Notice that of 325146 total messages, 624 of them had no message-id header. Even if you aggregate dup+col, you're still looking at a total duplicate rate of 0.29%.
Message ID's are supposed to be unique. This is discussed in in RFC 822: 4.6.1 and RFC 1036: 2.1.5, and probably other places. If that's not the case, the mail transfer agent is broken. I think it's better to go ahead and use the mesage-id, rather than concoct yet another "this time we mean it!" unique identifier. This is a cost/benefit thing; the cost is some real world collisions, the benefit is a conceptually simpler system. Conceptually simpler things are good especially when implemented all over the place.
Which brings me to suggestion #2, which is go ahead and write an RFC on how list servers should embed archival links in messages. This sounds like an internet wide interoperability issue as much as something mailman specific. Why not come up with a scheme usable by all list servers? And also describe a specification third party archival services can comply to. Besides, I've always wanted to help write an RFC. If we go that route, it would be good to get input from a range of people - one person I'd suggest is Earl Hood, author of mhonarc.
Thoughts?
Jeff
While I'm almost tempted to ignore a
hit rate that low, if you think of an archive holding 1B messages, you still get a lot of duplicates.
OTOH, the rate goes down even lower if you consider the message-id and date headers. (Note, I did not consider messages missing a date header). How likely is it that two messages with the same message-id and date are /not/ duplicates? Heck, at that point, I'd feel justified in simply automatically rejecting the duplicate and chucking it from the archive.
I spent a /little/ time looking at the physical messages that ended up as true collisions. Though by no means did I look at them all, they all looked related. For example, with strategy 2 some messages look like they'd been inadvertently sent before they were completed. I need to see if there's any similarities in MUA behind these, but again, I think we might be able to safely assume that collisions on message-id+date can be ignored.

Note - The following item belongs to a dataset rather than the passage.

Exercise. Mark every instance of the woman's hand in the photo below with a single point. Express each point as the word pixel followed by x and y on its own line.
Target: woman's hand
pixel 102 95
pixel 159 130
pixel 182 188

That leads me to the following proposal, which is just an elaboration on Stephen's. First, all messages live in the same namespace; they are not divided by target mailing list. Each message has two addresses, one is the Message-ID and one is the base32 of the sha1 hash of the Message-ID + Date. As Stephen proposes, Mailman would add these headers if an incoming message is missing them, and tough luck for the non-list copy. The nice thing is that RFC 2822 requires the Date header and states that Message-ID SHOULD be present.
Why the second address? First, it provides as close to a guaranteed unique identifier as we can expect, and second because it produces a nearly human readable format. For example, Stephen's OP would have a second address of
mid '87myycy5eh.fsf@uwakimon.sk.tsukuba.ac.jp' date 'Wed, 04 Jul 2007 16:49:58 +0900' # XXX perhaps strip off angle brackets h = hashlib.sha1(mid) h.update(date) base64.b32encode(h.digest()) 'RXTJ357KFOTJP3NFJA6KMO65X7VQOHJI'
I like base32 instead of base64 because the more limited alphabet should produce less ambiguous strings in certain fonts and I don't think the short b64 strings are short enough to justify the punctuation characters that would result. While RFC 3548 specifies the b32 alphabet as using uppercase characters, I think any service that accepts b32 ids should be case insensitive. A really Postel-y service could even accept '1' for 'I' and '0' for 'O' just to make it more resilient to human communication errors.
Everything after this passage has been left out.